Have you considered the very real possibility that the problem isn't the import filters, but some corrupted doc files? Especially earlier versions of Word did not much care for "open > edit > save > open > edit > save > rinse > repeat". Repetitive edits of the same document tend to start mucking things up.
You might try copy and pasting your files clean. If offending document can open, copy everything outta there and paste into a new doc.
I know it sounds like a cheap hack, but I have seen this work. With that fresh, and free of extra cruft, document you might want to try some of those import filters again. They may still not work fully, but at least they've been given a fair test.
The line must be drawn here. This far. No further.
The problem is that the X font system is pretty much useless for anything that involves sophisticated layout work. It has to be addressed at the root, either by the X consortium, or by someone creating an application-independent font system that makes fonts of all flavors available to X applications, bypassing X's font mechanism, to the printing filters, to whatever part of the system has to access fonts in some way. Keith Packard (great guy, really helps getting X out of the past with RENDER and the like) has designed a mechanism called fontconfig (I hope everybody at the GUADEC has listened to him), but I don't know exactly how powerful that is.
However, the current situation is a horrible mess and in my opinion also the biggest Linux usability hurdle of them all.

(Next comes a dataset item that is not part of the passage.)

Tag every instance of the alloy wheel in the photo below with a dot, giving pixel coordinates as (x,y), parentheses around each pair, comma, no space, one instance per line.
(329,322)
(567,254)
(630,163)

I've always written my documents in plain ascii first and then opened up a copy in a word processor for formatting, or marked up a copy with HTML or LaTeX, depending on my needs... but I've always kept those original plain text copies. This has saved my ass a few times, especially when I used to use Word 97 on Windows 98 and it would impose its 'write corrupted nonsense to disk in case of system oops' feature on me.
The only inconvenient part is merging revisions back to the original.
Whoever claimed that AbiWord is 20x smaller than OpenOffice is lacking basic arithmetic skills.
OpenOffice source: 128MB
AbiWord source: 15MB
15MB x 20 = 300MB.
300MB != 128 MB
300MB >> 128 MB
They are also comparing a word processor to a complete office suite, but that is another matter.
Three years later, I'm still mystified by the attention Abiword gets. It even gets press coverage.
It's not even a word processor by late-1980s standards. No table support! No floating footnotes! The column support doesn't seem to allow changing the number of columns midstream--it's all or nothing.
No merge functionality! (Oh, but there are two optional, unbundled scripting plugins you can theoretically write your own merge function with--except that there's no user-defined field support, either, so any merge fields in a document would be ad-hoc, unprotected, and would show up as spelling errors.)
Great, so it's "lightweight" and starts up quickly, and it's cross-platform. Yipee. But I remember in 1988 it was pretty fair to expect a graphical word processor--even on the Amiga and the C64--to support tables and footnotes, mail merging and real, multiple-layouts-per-page column support.
Don't get me wrong. It's nice of the Abiword team to put their time into writing software they obviously find and useful, and it is nice to see a solid, genuinely useful embeddable GTK+ richtext widget come out of this, but can we please stop mentioning it in the same breath as word processors?